ニューズウィーク日本版 / 2017年2月3日 22時23分
核戦争の"最後の審判の日"で、北朝鮮を威圧
韓国メディアがさらに今回のマティス長官の訪韓で注目したのは、その搭乗機がE-4Bナイト・ウォッチだったということだ。ボーイング747ジャンボジェットをベースに改造されたE-4Bは、核戦争発生時に地上での指揮が執れなくなった際にアメリカ大統領や国防長官が搭乗し米軍を空の上から指揮するために作られたもので、別名Doomsday Planes=最後の審判の飛行機と呼ばれている。通常、国防長官はVC-32という国防長官専用機を使うが、今回同盟国への訪問としては史上初めてE-4Bに搭乗して訪韓した。有事の際には空中から大陸間弾道ミサイル部隊(ICBM)と潜水艦発射弾道ミサイル(SLBM)部隊、戦略空軍などを指揮して相手に報復を加えることができるE-4Bに乗ってきたことは、北朝鮮に対する強力な威嚇の意味が込められていた。
サード配備反発で韓国への圧力強める中国
米韓によるサード年内配備確認の発表を受けて、すぐに反応を示したのが中国だ。中国共産党機関紙・人民日報傘下の有力国際情報紙の環球時報は「韓国人はまるでアメリカを救世主のように思っているようだ。ソウル既に徹底的にワシントンに傾いており、アメリカの操縦に身を任せている。韓国の独立外交はほとんど死んだも同然で、思考停止状態に陥っている」と皮肉った。さらに、「マティス長官はサードが北朝鮮以外の国を狙ったものではないと言ったが、中国は信じない。韓国は自身が気がつかないうちに大国間の駆け引きに巻き込まれ、それによる負担や費用は長引くだろう」と警告した。

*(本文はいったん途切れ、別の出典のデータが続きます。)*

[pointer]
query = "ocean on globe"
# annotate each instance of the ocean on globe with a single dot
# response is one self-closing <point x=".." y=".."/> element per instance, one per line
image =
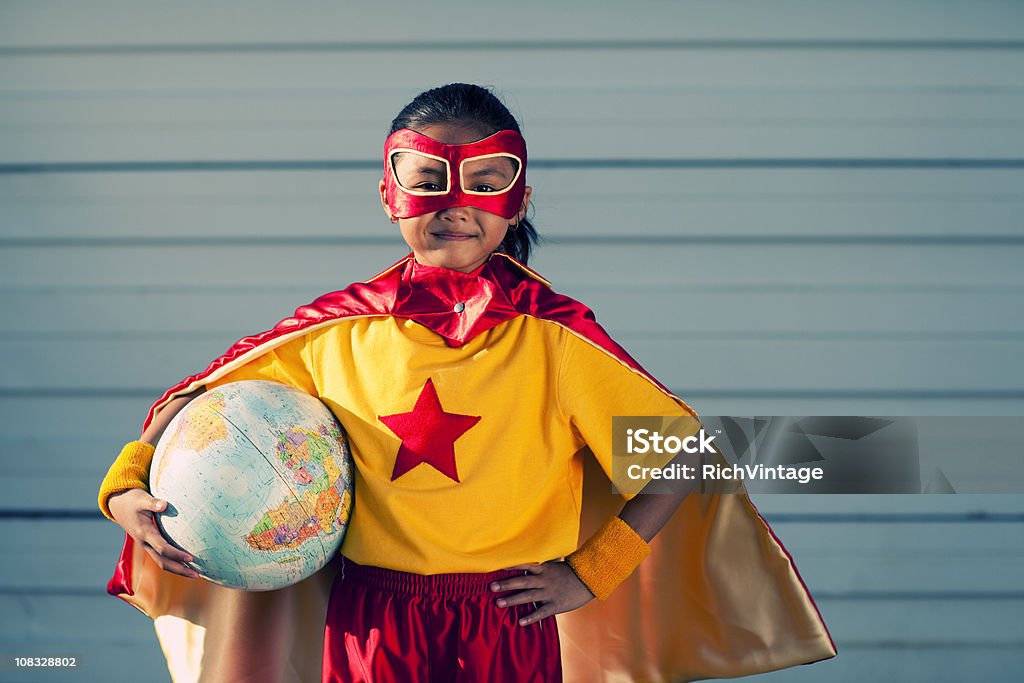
<point x="258" y="479"/>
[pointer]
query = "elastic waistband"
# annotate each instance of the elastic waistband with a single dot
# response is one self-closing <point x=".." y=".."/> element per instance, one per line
<point x="437" y="584"/>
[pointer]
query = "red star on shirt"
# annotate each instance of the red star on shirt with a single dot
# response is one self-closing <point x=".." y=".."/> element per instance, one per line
<point x="428" y="434"/>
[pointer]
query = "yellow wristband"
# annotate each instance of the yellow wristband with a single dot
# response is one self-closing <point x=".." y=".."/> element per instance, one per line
<point x="130" y="470"/>
<point x="608" y="557"/>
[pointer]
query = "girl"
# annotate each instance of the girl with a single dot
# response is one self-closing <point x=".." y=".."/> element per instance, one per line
<point x="473" y="396"/>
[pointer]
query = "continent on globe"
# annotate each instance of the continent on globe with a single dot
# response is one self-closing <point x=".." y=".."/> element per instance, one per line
<point x="258" y="478"/>
<point x="198" y="429"/>
<point x="318" y="506"/>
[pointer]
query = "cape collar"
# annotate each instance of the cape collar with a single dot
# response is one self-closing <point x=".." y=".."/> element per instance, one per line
<point x="456" y="305"/>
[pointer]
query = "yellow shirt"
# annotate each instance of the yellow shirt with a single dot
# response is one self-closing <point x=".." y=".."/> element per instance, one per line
<point x="515" y="406"/>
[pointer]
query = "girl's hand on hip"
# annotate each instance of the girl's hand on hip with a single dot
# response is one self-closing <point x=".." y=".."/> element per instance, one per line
<point x="134" y="509"/>
<point x="552" y="585"/>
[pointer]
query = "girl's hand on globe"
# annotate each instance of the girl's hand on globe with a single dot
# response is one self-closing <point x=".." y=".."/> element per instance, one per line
<point x="133" y="509"/>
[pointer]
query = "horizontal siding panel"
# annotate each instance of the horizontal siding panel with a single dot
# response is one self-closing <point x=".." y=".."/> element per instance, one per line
<point x="631" y="312"/>
<point x="944" y="662"/>
<point x="743" y="103"/>
<point x="730" y="365"/>
<point x="48" y="23"/>
<point x="840" y="560"/>
<point x="693" y="268"/>
<point x="581" y="204"/>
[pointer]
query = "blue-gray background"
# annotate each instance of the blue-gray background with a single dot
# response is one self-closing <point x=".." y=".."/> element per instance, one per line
<point x="781" y="208"/>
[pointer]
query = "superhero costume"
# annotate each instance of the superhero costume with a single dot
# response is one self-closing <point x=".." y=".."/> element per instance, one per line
<point x="718" y="597"/>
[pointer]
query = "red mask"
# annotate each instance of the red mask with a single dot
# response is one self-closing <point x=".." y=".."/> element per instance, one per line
<point x="422" y="175"/>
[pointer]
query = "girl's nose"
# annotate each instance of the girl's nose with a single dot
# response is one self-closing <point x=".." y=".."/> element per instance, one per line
<point x="455" y="213"/>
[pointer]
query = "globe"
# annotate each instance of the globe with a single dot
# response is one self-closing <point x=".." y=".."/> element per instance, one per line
<point x="258" y="480"/>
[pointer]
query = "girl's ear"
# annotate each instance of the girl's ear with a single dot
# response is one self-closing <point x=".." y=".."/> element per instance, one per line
<point x="384" y="205"/>
<point x="525" y="201"/>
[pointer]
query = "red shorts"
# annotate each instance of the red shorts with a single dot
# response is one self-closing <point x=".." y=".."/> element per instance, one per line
<point x="392" y="627"/>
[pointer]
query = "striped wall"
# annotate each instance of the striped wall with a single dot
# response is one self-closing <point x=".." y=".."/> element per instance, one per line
<point x="784" y="208"/>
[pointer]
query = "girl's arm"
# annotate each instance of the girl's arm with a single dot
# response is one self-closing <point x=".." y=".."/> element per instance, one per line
<point x="555" y="585"/>
<point x="133" y="509"/>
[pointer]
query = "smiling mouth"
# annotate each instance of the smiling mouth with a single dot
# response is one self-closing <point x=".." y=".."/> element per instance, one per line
<point x="457" y="237"/>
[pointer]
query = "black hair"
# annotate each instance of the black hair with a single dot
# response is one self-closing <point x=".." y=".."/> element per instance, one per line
<point x="471" y="104"/>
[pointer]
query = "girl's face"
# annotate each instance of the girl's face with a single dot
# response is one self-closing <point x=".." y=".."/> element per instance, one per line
<point x="458" y="238"/>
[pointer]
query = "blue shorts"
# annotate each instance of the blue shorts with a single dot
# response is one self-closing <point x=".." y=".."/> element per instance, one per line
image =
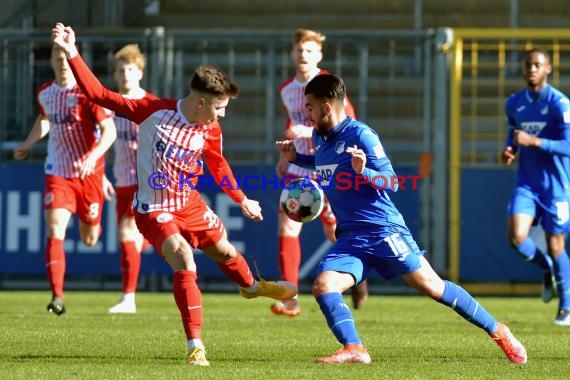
<point x="358" y="252"/>
<point x="553" y="214"/>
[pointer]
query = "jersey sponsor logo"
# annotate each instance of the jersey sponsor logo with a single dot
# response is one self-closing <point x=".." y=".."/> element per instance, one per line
<point x="61" y="119"/>
<point x="339" y="147"/>
<point x="379" y="151"/>
<point x="562" y="212"/>
<point x="176" y="153"/>
<point x="196" y="142"/>
<point x="48" y="198"/>
<point x="533" y="127"/>
<point x="164" y="217"/>
<point x="212" y="219"/>
<point x="71" y="101"/>
<point x="127" y="135"/>
<point x="326" y="173"/>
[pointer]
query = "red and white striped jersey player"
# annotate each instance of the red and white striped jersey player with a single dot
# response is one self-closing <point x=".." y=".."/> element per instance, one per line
<point x="176" y="138"/>
<point x="80" y="132"/>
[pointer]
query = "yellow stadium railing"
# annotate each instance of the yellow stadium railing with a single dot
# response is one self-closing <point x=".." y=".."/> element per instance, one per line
<point x="485" y="68"/>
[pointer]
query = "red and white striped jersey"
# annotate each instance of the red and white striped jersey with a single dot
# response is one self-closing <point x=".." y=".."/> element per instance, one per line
<point x="126" y="147"/>
<point x="172" y="151"/>
<point x="292" y="93"/>
<point x="73" y="128"/>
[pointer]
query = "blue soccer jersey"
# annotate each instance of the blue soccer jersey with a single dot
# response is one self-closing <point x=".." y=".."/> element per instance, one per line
<point x="546" y="114"/>
<point x="359" y="201"/>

事実、韓国と中国の関係はサード配備計画が発表された昨年7月以降、急激に悪化しており、経済面での影響がさまざまな分野に広がってきている。
聯合ニュースによると、韓国統一研究院は、サード配備が決定されてから7月8日から今年1月までの間に中国政府が韓国を対象に43件もの"報復"措置が執られたという。文化面では韓国のK-POPアイドルなどのコンサートのキャンセル、ドラマの放映禁止、チャーター便の運航不許可など23件。経済分野では電気自動車のバッテリー認証基準の強化や、家電製品や韓流コスメなどの品質基準の引き上げなどがあるという。
同研究院は「韓国を狙った中国側の報復が次第に多様化している。中国国民の民族主義的な感情に火が付けば、韓国製品不買運動に発展する可能性もある」と分析した。